|All single family homes within 1/2 mile of the 101 Highway are part of the Urbanized 101 Priority Development Area and may be subject to Eminent Domain seizure for redevelopment under SB-1|
Marin residents who fought tooth and nail against approval of Plan Bay Area have identified a new bete noire: proposed state legislation that would replace redevelopment agencies with "Sustainable Communities Investment Authorities."
"If you thought Plan Bay Area was bad, Senate Bill 1 is much more extreme," said Richard Hall, who led the fight to prevent his Civic Center neighborhood in San Rafael from participating in the Plan Bay Area scheme to reduce greenhouse gases by encouraging the building of denser housing close to transportation corridors.
In a recent column published on the Patch website, Hall wrote, "Senate Bill 1, if enacted, could send us back to Dickensian London — dark days where those with lower incomes were relegated to living in crowded conditions in inner city high rises."

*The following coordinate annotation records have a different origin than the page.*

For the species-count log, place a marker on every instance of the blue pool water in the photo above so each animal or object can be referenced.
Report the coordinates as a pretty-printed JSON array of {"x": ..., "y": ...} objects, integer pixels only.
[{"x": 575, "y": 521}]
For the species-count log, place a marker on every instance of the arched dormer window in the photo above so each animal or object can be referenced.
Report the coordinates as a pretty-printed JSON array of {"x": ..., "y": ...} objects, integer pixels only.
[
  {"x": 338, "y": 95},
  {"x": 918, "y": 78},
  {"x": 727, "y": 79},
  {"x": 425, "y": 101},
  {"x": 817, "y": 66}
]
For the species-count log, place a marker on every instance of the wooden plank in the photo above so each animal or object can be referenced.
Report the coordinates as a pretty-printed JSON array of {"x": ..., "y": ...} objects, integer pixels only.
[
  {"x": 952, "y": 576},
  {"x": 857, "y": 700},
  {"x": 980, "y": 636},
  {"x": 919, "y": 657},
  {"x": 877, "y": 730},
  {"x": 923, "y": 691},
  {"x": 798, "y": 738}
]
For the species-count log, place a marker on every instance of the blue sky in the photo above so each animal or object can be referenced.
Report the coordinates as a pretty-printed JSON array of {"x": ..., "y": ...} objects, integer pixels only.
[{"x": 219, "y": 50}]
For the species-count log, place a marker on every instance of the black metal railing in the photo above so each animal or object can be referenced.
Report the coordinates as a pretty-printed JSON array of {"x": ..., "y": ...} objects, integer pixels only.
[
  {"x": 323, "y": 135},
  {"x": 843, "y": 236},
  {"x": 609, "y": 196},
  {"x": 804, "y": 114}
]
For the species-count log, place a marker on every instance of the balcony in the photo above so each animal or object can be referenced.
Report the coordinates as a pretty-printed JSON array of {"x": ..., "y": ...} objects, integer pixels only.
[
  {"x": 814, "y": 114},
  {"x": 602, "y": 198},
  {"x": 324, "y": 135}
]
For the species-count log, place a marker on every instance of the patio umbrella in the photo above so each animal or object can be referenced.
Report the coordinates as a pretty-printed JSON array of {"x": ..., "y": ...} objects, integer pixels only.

Steve Shea, a policy consultant for Steinberg, said, "I read that article. It was humorous. I couldn't tell if it was tongue in cheek. The alarmist tone does not accurately reflect what is in the bill and what the bill would do."
Other local Plan Bay Area antagonists, however, share Hall's foreboding.
Peter Singleton of Larkspur, who co-founded Bay Area Citizens to oppose Plan Bay Area, said, "It's a really chilling, frightening piece of legislation. It has all the deficiencies of redevelopment agencies."
Susan Kirsch of Mill Valley, a co-founder of Citizen Marin, said, "SB 1 takes the inefficiencies of the dissolved redevelopment agencies and opens the doors to make the situation worse."
SB 1 would define blight in a new way: as inefficient land use patterns that result in increased greenhouse gas emissions, air pollution, energy consumption, reduced farmland, habitat destruction and a lack of affordable housing.
Shea said, "The bill is attempting to build on the body of community redevelopment law. The redevelopment agencies have been eliminated but the community redevelopment law still exists."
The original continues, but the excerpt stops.